Create or Update Collection
The Create or Update Collection component is a powerful tool in the Retrieval Augmented Generation(RAG) category. It manages a Vector Database collection by allowing you to create a new collection or update an existing one. Specify a database provider, collection name, and partition details while configuring embeddings and document structures. The component supports adding, updating, or deleting documents based on defined conditions, ensuring efficient storage and retrieval of vector-based data.
Overview
The Create or Update Collection component creates or updates Vector Database collections. The component manages the storage infrastructure required for semantic search and vector-based retrieval in GenAI applications.
This component serves as the final step in RAG pipeline preparation, taking chunked text data and converting it into a searchable vector database collection with embeddings.
How to use:
Important
You must use a mandatory custom function which transforms chunk arrays into collection data format.
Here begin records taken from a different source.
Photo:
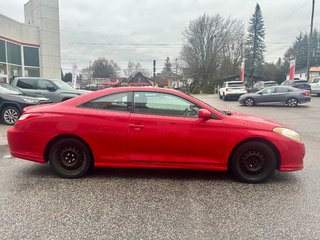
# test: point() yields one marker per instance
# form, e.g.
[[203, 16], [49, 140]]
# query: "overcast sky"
[[97, 28]]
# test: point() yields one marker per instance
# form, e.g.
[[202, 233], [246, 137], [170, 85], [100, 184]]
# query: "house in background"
[[139, 80], [302, 73], [168, 80]]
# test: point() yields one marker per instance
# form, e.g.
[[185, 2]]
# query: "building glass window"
[[31, 72], [2, 51], [31, 56], [14, 71], [14, 53]]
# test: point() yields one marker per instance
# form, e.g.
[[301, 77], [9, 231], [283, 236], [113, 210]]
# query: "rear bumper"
[[22, 146], [305, 99]]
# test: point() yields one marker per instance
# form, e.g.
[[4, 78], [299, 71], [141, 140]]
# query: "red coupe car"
[[152, 128]]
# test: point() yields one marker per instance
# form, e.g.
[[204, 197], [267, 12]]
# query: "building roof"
[[315, 69]]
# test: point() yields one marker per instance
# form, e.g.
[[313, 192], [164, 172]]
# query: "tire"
[[70, 158], [253, 162], [10, 115], [249, 102], [224, 97], [292, 102]]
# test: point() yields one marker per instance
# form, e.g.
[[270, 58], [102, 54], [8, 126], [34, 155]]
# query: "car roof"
[[234, 82]]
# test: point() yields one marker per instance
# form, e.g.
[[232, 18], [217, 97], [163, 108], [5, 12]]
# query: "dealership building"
[[31, 49]]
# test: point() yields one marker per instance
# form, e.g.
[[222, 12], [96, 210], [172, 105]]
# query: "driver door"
[[165, 128]]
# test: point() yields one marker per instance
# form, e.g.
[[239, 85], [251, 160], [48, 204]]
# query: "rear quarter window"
[[26, 83]]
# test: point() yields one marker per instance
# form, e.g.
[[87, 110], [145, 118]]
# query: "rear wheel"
[[292, 102], [70, 158], [10, 115], [253, 162], [249, 102]]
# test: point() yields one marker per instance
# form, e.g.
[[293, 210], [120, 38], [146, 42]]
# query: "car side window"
[[26, 83], [44, 84], [164, 104], [282, 90], [113, 102]]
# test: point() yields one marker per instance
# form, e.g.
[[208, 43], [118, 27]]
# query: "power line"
[[287, 17]]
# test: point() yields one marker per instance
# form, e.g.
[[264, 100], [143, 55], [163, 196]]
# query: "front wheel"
[[70, 158], [10, 115], [253, 162]]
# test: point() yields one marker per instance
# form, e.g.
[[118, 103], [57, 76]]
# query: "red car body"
[[129, 139]]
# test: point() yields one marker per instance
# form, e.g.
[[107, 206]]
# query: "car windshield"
[[315, 80], [62, 85], [240, 84], [6, 88], [207, 104]]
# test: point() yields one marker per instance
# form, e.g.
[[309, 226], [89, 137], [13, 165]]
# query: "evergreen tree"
[[167, 66], [254, 45], [299, 50]]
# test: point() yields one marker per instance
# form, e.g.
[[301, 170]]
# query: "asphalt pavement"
[[166, 204]]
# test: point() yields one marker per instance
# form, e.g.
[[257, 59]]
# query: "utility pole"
[[310, 41]]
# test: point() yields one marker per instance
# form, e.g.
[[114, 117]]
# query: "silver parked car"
[[276, 95]]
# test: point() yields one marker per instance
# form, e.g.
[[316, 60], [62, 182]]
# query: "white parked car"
[[315, 86], [232, 90]]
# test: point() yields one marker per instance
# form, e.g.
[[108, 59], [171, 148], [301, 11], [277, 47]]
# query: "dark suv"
[[54, 89], [12, 102], [301, 84]]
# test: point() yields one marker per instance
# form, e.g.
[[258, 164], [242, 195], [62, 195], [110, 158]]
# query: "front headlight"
[[30, 100], [287, 133]]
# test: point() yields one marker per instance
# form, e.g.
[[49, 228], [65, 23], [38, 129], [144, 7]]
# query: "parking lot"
[[166, 204]]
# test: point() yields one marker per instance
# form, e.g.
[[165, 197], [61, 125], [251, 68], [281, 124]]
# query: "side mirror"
[[204, 114], [51, 89]]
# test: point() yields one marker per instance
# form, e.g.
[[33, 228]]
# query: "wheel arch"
[[60, 137], [7, 104], [270, 144]]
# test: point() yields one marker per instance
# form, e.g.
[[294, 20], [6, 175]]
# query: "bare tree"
[[209, 40], [134, 68]]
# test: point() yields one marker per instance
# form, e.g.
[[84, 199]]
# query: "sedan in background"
[[262, 84], [315, 86], [276, 95], [12, 102], [141, 127], [301, 84]]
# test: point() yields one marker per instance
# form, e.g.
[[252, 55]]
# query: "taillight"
[[306, 93]]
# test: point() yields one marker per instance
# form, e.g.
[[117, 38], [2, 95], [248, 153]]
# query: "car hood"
[[74, 92], [252, 122]]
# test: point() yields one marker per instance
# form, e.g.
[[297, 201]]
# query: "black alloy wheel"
[[292, 102], [10, 115], [249, 102], [253, 162], [70, 158]]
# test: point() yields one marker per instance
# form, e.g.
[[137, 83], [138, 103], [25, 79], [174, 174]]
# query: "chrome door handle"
[[136, 126]]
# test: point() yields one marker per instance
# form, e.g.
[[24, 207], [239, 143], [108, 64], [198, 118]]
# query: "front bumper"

Place the Call Custom Function component immediately after the Chunk Text and before Create or Update Collection.
The custom function should implement following logic:
Access session data using session = message.request.session and pipeline_id = message.get_arg('pipeline_id').
For multiple documents (loop scenario): Get current document URL using loop_item = session.get_session_data(pipeline_id, 'loop_item') and extract document name using document_name = os.path.basename(loop_item).
For single document: Get document name from input parameter using request_inputs = message.request.httpRequest.get("inputs", {}) and document_name = request_inputs.get("input_var_name", "default_value").
Retrieve processed chunks using chunks = session.get_session_data(pipeline_id, 'doc_chunks').
Error handling: Raise ValueError if chunks is None or empty. Initialize empty results list.
Process each chunk in iteration: Generate unique UUID using random_id = str(uuid.uuid4()), create structured entry as chunk_entry = {"id": random_id, "document_name": document_name, "text": chunk}, append to results list.
Return complete results array. This transformation ensures each chunk becomes a properly structured database record with unique identification, source document tracking, and embeddable text content.
COLLECTION DATA SOURCE: The collection_data input must always use session source pointing to the output variable from the prerequisite custom function (typically mapped as session path like "transformed_chunks" or "collection_ready_data").
Key Terms
Term |
Definition |
|---|---|
Vector Database |
A specialized database is designed to store and search vector embeddings, which are numerical representations of text, images, or other data. |
Collection |
A container in a vector database that holds a set of related documents and their vector embeddings. |
Embeddings |
Numerical vector representations of data (like text) that capture semantic meaning, allowing for similarity-based searches. |
Schema |
The structure defines how data is organized in the collection, including field names, data types, and properties. |
When to Use
You can use the Create or Update Collection component when:
Setting up a new RAG system that requires vector storage.
You need to store and retrieve data using semantic similarity rather than exact matching.
To update existing vector collections with new documents or schema changes.
Building GenAI applications that need to reference external knowledge.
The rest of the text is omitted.